The justices said they will not review a Washington state rule requiring pharmacies to fill prescriptions regardless of religious objections, while allowing exemptions for other reasons such as a patient's safety or ability to pay.
Chief Justice John Roberts and Justices Samuel Alito and Clarence Thomas dissented from the refusal to hear the case. "If this is a sign of how religious liberty claims will be treated in the years ahead, those who value religious freedom have cause for great concern," Alito wrote.
The case was a commercial version of those that have come before the court in recent years from both nonprofit and for-profit employers seeking religious exemptions from a federal rule requiring most health insurance plans to include free coverage of contraceptives.
The court ruled in 2014 that closely-held companies such as Hobby Lobby did not have to offer forms of birth control to which they objected, but could pass the requirement on to their insurers. Then last month, the justices told the Obama administration and religious nonprofits who objected even to that level of involvement to work out their differences before federal appeals courts.
The new case, filed by the conservative legal group Alliance Defending Freedom, attempted to portray Washington's pharmacy rule as unique among the states. In all other instances, the group said, pharmacies as well as individual pharmacists can claim religious reasons for refusing to sell forms of contraception they equate with abortion.
The case dated back to 2007 and included a 12-day trial in federal district court, which ruled in favor of Stormans, Inc., the company doing business as Ralph's Thriftway. But the U.S. Court of Appeals for the 9th Circuit reversed that decision.

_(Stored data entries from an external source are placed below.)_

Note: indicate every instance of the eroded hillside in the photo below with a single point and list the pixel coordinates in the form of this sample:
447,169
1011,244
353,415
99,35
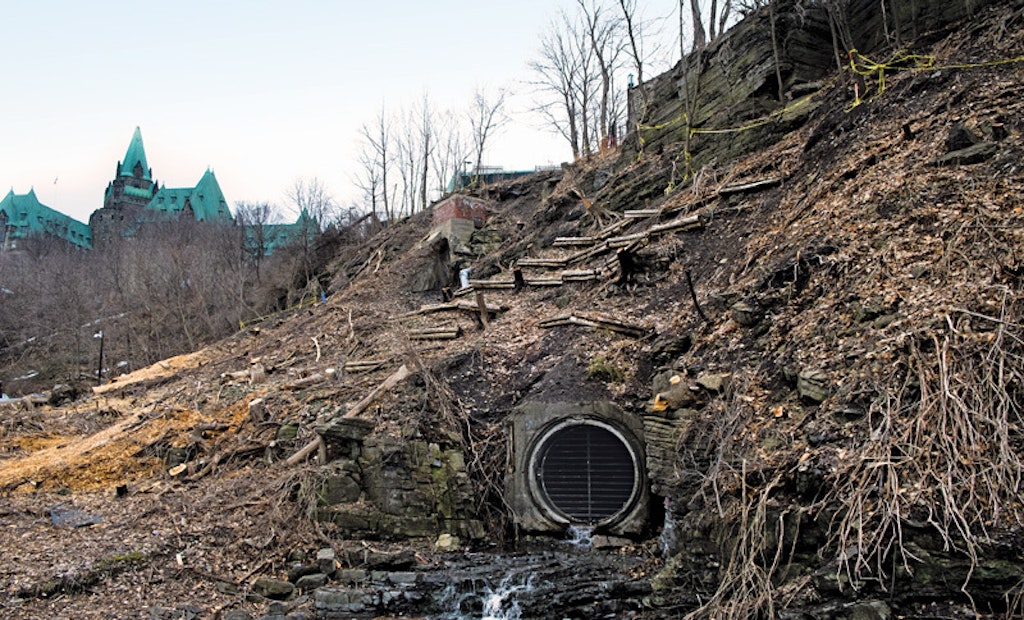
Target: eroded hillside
819,345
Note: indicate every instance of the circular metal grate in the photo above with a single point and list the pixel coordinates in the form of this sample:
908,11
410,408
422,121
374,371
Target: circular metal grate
587,472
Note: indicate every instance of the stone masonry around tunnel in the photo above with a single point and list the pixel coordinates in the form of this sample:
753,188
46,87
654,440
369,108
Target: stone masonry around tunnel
578,464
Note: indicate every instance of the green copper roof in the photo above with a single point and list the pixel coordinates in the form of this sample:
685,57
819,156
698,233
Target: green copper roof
27,216
135,155
206,199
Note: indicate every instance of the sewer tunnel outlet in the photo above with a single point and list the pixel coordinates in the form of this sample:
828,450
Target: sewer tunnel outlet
585,472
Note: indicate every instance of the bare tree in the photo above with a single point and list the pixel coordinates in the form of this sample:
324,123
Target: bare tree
565,74
486,115
316,209
451,152
377,161
258,236
604,34
558,72
633,33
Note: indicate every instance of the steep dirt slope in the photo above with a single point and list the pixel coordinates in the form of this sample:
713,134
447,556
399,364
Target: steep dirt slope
859,301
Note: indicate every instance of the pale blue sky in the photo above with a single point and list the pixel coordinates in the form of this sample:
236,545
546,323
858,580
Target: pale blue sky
262,92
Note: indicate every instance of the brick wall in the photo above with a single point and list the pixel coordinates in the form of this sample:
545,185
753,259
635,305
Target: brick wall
460,207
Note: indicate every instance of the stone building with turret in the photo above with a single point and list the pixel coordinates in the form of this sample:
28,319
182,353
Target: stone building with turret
134,198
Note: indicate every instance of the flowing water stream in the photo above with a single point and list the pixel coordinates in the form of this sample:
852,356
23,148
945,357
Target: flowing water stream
569,579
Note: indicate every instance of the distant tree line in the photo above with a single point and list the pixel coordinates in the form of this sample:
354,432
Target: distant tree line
170,288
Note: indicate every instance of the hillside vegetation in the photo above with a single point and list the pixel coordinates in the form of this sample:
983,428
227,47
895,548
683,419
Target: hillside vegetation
823,338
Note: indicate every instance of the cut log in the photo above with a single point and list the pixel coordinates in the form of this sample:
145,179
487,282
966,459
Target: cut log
756,185
641,213
395,378
574,241
435,333
304,382
588,253
364,365
470,306
633,331
580,275
483,285
544,281
257,411
622,242
680,223
481,306
541,262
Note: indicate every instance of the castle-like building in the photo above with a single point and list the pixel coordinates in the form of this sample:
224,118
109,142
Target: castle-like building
131,200
134,198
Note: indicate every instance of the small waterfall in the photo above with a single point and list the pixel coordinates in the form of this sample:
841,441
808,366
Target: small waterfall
479,600
668,542
580,536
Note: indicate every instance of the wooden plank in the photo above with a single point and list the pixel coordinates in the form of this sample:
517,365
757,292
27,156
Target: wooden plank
588,253
641,213
456,304
634,331
364,365
484,285
541,262
544,281
434,334
580,275
756,185
481,306
574,241
611,230
622,242
680,223
395,378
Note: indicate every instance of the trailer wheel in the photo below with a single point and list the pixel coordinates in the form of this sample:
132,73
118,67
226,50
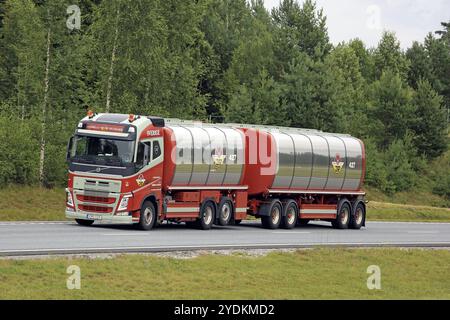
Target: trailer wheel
273,220
290,215
303,222
207,215
85,223
343,217
225,211
358,216
148,216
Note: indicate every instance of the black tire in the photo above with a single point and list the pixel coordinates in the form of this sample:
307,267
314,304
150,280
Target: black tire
225,211
303,222
358,216
343,217
147,218
85,223
290,215
207,215
273,220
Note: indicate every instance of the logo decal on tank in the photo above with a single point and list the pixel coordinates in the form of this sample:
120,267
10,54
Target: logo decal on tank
140,180
337,164
218,158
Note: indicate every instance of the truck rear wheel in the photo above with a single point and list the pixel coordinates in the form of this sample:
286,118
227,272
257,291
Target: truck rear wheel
303,222
148,216
225,211
207,215
273,220
358,216
343,216
290,215
85,223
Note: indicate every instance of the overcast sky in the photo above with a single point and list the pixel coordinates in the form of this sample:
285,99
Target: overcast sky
366,19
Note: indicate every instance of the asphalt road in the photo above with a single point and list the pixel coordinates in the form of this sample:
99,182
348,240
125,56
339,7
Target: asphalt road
41,238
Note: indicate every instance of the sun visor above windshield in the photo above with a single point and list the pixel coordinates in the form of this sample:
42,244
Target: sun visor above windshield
120,131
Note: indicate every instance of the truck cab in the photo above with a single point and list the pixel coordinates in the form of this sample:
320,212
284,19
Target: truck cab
115,165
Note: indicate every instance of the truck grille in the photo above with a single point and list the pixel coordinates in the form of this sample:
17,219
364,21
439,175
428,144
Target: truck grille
95,209
85,198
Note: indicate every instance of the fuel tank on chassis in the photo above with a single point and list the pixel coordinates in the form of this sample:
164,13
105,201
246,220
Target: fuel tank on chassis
262,158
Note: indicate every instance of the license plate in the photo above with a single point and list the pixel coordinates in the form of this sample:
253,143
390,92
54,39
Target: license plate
93,217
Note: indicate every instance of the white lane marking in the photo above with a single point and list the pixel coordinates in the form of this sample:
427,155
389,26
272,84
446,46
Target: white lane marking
423,232
291,232
125,234
408,222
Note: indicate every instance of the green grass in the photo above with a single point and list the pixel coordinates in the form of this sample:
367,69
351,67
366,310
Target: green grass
381,211
32,203
304,274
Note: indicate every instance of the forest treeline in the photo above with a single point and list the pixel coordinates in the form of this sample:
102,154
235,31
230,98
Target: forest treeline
220,61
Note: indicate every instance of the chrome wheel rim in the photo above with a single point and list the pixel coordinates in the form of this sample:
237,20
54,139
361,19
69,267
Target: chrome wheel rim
207,216
275,215
226,211
148,216
358,216
291,216
344,216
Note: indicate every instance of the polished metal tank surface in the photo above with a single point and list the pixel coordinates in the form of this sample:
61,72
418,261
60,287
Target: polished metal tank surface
213,155
207,155
317,161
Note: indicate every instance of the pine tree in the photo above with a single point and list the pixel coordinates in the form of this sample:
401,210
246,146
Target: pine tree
389,56
430,121
391,110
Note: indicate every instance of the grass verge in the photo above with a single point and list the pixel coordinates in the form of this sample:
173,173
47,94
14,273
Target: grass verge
380,211
32,203
303,274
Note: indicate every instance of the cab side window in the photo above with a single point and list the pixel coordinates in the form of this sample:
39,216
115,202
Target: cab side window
156,150
143,154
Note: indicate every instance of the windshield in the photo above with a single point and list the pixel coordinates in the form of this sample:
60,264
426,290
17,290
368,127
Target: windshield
102,151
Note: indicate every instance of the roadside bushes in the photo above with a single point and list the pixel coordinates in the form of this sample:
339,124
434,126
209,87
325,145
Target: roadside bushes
19,154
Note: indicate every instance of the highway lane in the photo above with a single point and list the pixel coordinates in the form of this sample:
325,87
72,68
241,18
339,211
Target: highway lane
37,238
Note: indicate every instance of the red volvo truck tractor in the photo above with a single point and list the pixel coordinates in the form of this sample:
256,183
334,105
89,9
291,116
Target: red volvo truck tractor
144,170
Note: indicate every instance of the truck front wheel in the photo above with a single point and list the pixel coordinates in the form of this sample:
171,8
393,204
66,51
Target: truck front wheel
148,216
85,223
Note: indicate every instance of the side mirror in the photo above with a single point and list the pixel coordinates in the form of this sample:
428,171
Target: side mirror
69,148
146,154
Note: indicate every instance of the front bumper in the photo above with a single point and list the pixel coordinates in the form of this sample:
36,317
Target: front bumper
108,218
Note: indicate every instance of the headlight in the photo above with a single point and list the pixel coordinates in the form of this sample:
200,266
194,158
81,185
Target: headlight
69,199
124,203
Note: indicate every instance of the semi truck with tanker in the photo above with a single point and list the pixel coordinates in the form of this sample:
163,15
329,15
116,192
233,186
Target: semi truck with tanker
144,170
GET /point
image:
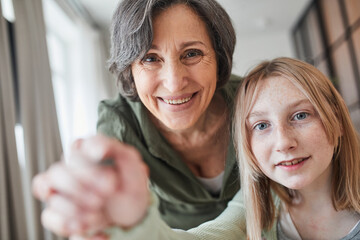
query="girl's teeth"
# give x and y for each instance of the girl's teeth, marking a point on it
(292, 163)
(177, 101)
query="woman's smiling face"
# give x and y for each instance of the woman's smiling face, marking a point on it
(287, 137)
(176, 79)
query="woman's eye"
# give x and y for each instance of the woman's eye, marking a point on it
(150, 58)
(192, 56)
(193, 53)
(261, 126)
(301, 116)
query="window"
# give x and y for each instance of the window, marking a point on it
(328, 36)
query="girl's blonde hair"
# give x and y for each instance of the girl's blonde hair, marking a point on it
(256, 187)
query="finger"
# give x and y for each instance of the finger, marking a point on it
(101, 180)
(99, 236)
(63, 181)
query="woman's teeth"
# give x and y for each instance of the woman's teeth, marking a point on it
(177, 101)
(292, 162)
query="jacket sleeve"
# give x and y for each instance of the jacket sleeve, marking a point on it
(230, 225)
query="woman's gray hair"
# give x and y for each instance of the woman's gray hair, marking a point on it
(132, 36)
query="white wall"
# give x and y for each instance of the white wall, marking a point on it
(252, 49)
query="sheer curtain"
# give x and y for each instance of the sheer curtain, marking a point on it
(12, 216)
(37, 116)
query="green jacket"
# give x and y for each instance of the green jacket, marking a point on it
(229, 225)
(183, 201)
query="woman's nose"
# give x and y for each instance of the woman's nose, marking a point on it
(285, 139)
(174, 76)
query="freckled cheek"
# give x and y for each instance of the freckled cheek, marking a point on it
(260, 149)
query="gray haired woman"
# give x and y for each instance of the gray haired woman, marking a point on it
(173, 61)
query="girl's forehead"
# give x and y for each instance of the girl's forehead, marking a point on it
(276, 92)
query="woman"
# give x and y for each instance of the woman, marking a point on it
(173, 60)
(299, 157)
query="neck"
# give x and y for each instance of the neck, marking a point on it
(203, 146)
(317, 194)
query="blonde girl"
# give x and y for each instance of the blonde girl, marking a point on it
(295, 138)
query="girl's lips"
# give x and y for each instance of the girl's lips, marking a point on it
(177, 100)
(292, 162)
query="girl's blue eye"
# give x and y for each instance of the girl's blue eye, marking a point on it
(301, 116)
(261, 126)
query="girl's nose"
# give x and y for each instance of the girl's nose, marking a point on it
(285, 139)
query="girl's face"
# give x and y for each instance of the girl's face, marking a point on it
(176, 79)
(287, 136)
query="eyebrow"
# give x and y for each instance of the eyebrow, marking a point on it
(295, 104)
(182, 45)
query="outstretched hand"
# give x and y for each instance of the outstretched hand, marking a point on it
(84, 196)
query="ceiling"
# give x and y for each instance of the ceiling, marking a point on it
(249, 16)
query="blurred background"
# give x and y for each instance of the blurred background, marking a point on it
(53, 73)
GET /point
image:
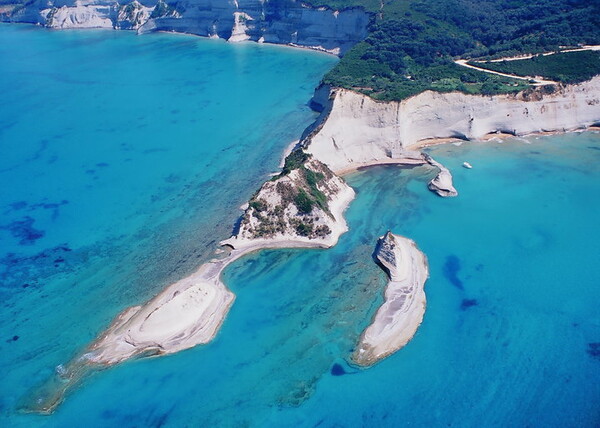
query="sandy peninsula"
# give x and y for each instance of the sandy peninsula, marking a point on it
(398, 319)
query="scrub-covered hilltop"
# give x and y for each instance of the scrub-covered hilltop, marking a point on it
(412, 43)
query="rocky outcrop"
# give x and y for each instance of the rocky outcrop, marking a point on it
(303, 205)
(272, 21)
(356, 129)
(442, 183)
(398, 319)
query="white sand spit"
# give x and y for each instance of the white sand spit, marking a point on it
(397, 320)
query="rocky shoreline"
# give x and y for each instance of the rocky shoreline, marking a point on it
(398, 319)
(292, 23)
(303, 207)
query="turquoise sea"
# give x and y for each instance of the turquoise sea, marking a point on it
(123, 160)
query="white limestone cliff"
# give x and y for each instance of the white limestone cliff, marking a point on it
(81, 15)
(357, 130)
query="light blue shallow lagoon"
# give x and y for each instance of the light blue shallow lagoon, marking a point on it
(124, 160)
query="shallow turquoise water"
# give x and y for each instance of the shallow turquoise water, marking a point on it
(512, 319)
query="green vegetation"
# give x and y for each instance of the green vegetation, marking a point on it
(411, 43)
(302, 192)
(294, 161)
(568, 67)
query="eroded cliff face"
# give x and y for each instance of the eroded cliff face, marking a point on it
(355, 129)
(303, 204)
(272, 21)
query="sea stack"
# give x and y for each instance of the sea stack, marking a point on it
(442, 183)
(397, 320)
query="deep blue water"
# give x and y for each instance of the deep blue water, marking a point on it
(512, 328)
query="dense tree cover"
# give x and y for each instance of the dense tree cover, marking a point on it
(571, 67)
(411, 43)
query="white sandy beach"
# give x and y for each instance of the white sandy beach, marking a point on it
(398, 319)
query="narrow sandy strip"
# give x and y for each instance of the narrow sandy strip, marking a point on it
(398, 319)
(380, 162)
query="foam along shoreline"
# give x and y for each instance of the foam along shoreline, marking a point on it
(398, 319)
(187, 313)
(442, 183)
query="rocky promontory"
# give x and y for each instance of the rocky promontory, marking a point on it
(355, 130)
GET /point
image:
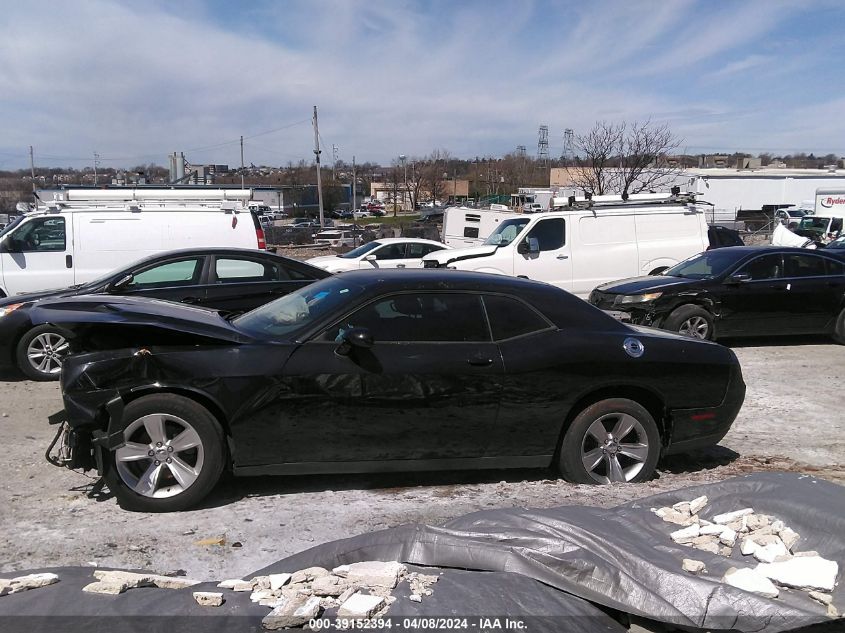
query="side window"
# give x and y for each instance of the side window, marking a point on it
(435, 317)
(230, 270)
(41, 234)
(835, 268)
(765, 267)
(550, 233)
(391, 251)
(510, 317)
(185, 272)
(803, 266)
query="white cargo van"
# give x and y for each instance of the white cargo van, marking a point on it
(586, 242)
(83, 234)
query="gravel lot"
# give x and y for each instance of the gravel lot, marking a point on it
(792, 420)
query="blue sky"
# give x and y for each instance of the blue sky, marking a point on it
(134, 81)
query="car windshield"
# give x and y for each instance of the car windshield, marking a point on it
(507, 232)
(706, 265)
(299, 310)
(360, 251)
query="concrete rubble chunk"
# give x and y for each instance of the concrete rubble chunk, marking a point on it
(728, 537)
(698, 504)
(768, 553)
(809, 572)
(308, 574)
(106, 587)
(728, 517)
(360, 606)
(750, 580)
(824, 598)
(789, 537)
(376, 573)
(208, 598)
(329, 586)
(25, 583)
(685, 534)
(693, 566)
(277, 581)
(683, 507)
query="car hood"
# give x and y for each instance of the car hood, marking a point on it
(449, 255)
(651, 283)
(89, 311)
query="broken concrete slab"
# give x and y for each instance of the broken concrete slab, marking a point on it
(698, 504)
(693, 566)
(360, 606)
(376, 573)
(208, 598)
(277, 581)
(808, 573)
(750, 580)
(728, 517)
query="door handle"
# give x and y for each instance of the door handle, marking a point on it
(479, 361)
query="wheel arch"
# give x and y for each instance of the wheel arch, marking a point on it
(647, 398)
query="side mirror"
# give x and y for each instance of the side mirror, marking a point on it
(122, 282)
(356, 337)
(738, 278)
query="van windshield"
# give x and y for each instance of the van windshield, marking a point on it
(507, 232)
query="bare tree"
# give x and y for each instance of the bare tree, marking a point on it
(596, 150)
(625, 159)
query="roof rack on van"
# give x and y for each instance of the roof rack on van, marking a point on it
(589, 202)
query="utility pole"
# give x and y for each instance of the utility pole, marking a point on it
(32, 166)
(317, 156)
(242, 161)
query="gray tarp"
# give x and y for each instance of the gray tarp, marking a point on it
(621, 558)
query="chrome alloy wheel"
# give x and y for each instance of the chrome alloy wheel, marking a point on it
(162, 456)
(45, 352)
(614, 448)
(696, 327)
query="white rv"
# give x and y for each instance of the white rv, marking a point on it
(83, 234)
(584, 243)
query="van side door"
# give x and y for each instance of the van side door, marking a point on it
(543, 253)
(38, 255)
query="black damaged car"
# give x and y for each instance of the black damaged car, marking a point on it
(735, 292)
(372, 371)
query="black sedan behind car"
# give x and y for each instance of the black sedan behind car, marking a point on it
(224, 278)
(737, 291)
(382, 370)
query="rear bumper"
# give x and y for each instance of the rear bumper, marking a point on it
(698, 428)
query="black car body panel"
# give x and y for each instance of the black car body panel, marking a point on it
(786, 303)
(295, 405)
(231, 294)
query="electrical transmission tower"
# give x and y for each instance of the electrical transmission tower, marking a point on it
(568, 145)
(543, 145)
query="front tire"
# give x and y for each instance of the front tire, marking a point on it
(691, 320)
(612, 441)
(172, 457)
(40, 352)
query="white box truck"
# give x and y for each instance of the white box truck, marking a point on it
(83, 234)
(586, 242)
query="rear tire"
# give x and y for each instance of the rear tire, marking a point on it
(172, 458)
(839, 328)
(40, 352)
(612, 441)
(691, 320)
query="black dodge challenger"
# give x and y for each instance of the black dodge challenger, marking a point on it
(382, 370)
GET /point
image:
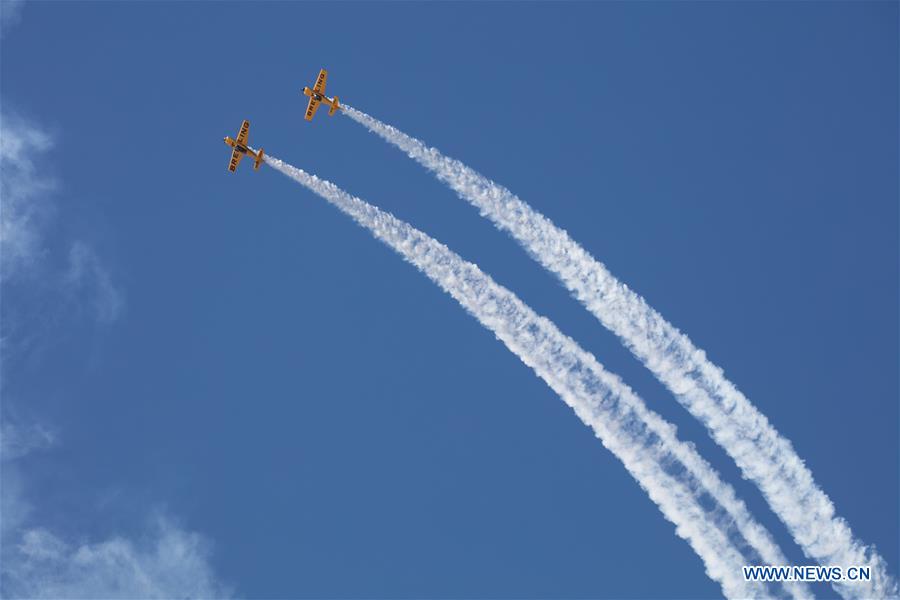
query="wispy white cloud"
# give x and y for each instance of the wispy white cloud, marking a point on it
(87, 272)
(25, 207)
(10, 14)
(762, 453)
(165, 561)
(17, 440)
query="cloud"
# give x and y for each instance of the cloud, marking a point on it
(10, 14)
(16, 440)
(165, 562)
(26, 207)
(86, 272)
(39, 291)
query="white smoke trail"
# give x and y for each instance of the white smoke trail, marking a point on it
(643, 441)
(762, 454)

"For over 40 years, Congress and all 50 states have protected the right of pharmacists, doctors, nurses, and other health professionals to step aside when asked to participate in what they consider to be an abortion," the pharmacy's petition seeking Supreme Court review said. "The decision below authorizes a dangerous intrusion on this right."
In an unusual move for a case that had yet to be granted by the Supreme Court, the challengers assembled 14 "friend of the court" briefs from supportive organizations, ranging from federal and state pharmacists' associations to the U.S. Conference of Catholic Bishops.
State officials argued that the rule is applied neutrally because no one is singled out for exemption; examples such as patient safety and inability to pay are inferred but not spelled out. While individual pharmacists can step aside, the state said, an entire place of business cannot refuse to fill a legal prescription.
Moreover, the state said in court papers, the pharmacy's principal objection — having to dispense the emergency contraceptive Plan B — has become moot because it is now available over the counter.